Podemos pensar que a inveja não nos define nem apaga todas as coisas legais que temos em nós. Sentir inveja não é o problema, mas a maneira como reagimos a ela, isso sim. Poderíamos simplesmente admirar e fazer um esforço para alcançar o que é tão desejado, mas nem sempre somos tão nobres, e muitas vezes nos  escondemos sob uma capa de falsa gentileza, ou embarcamos nas aspirações alheias, abrindo as portas da manipulação.
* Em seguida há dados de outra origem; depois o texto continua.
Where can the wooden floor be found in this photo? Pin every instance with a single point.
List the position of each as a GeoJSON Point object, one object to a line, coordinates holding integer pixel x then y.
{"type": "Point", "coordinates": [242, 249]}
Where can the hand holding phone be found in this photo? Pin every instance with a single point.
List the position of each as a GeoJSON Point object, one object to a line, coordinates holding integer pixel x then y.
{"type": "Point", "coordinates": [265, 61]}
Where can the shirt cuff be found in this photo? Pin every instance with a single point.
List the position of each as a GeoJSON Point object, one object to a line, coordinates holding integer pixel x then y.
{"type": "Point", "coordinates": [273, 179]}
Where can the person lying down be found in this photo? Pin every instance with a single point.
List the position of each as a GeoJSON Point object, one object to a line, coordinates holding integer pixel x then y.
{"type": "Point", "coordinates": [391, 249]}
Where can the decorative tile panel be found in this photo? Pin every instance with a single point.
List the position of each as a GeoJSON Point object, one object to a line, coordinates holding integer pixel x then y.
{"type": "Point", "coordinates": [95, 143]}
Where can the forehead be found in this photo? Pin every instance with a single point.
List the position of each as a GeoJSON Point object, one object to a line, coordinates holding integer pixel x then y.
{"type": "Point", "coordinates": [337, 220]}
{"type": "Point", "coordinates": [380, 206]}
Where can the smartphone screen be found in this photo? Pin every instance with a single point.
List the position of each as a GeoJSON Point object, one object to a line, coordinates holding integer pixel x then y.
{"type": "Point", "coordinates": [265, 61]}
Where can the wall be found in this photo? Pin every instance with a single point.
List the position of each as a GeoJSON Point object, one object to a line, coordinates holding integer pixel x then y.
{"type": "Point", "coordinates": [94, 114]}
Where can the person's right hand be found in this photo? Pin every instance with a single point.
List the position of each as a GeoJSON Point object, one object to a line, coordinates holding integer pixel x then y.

É uma questão de sintonia e afinidade com esse tipo de vibração, partindo a inveja de nós ou do outro. Conscientemente ou não, as ações passam a ser movidas por interesse. As próprias trajetórias, conquistas e superações são desvalorizadas. Nesse tipo de manifestação, a luz da consciência, verdadeira proteção contra a negatividade, se apaga.

Estudar nosso lado sombrio dá trabalho, mas é assim que deixamos entrar a luz no caminho. Tranquilizar a inveja que nos ronda é fundamental para a superação das nossas dificuldades. Afinal, não somos perfeitos, nem quem nos cerca é. Inversamente, ao nos valorizarmos, aprendemos a irradiar nossa fartura com sabedoria.  Entendemos mais profundamente sobre nossos limites e possibilidades, abandonando o orgulho e os melindres, e enxergamos as escolhas que foram feitas a cada momento de nossas vidas. Quando as honramos, criamos oportunidades para maior desenvolvimento. Expansão e evolução exigem meditação, discernimento, e principalmente responsabilidade, sem finais de ciclos bruscos como se fossem  produtos de um destino ingrato. Ao compreendermos nossa inveja, abrimos caminho para a aceitação desse sentimento nos outros também.  Passamos a ter a certeza de que nada de verdadeiro valor pode ser roubado,  e compartilhamos, sem resistências, aquilo que temos com quem sabe integrar as diferenças como belas coisas que a vida oferece. Se pensarmos bem, em nossos relacionamentos, não há o que comparar, o que julgar, o que criticar. Nenhum de nós tem a torta inteira só para si, nem está apto a contar sobre a grande verdade.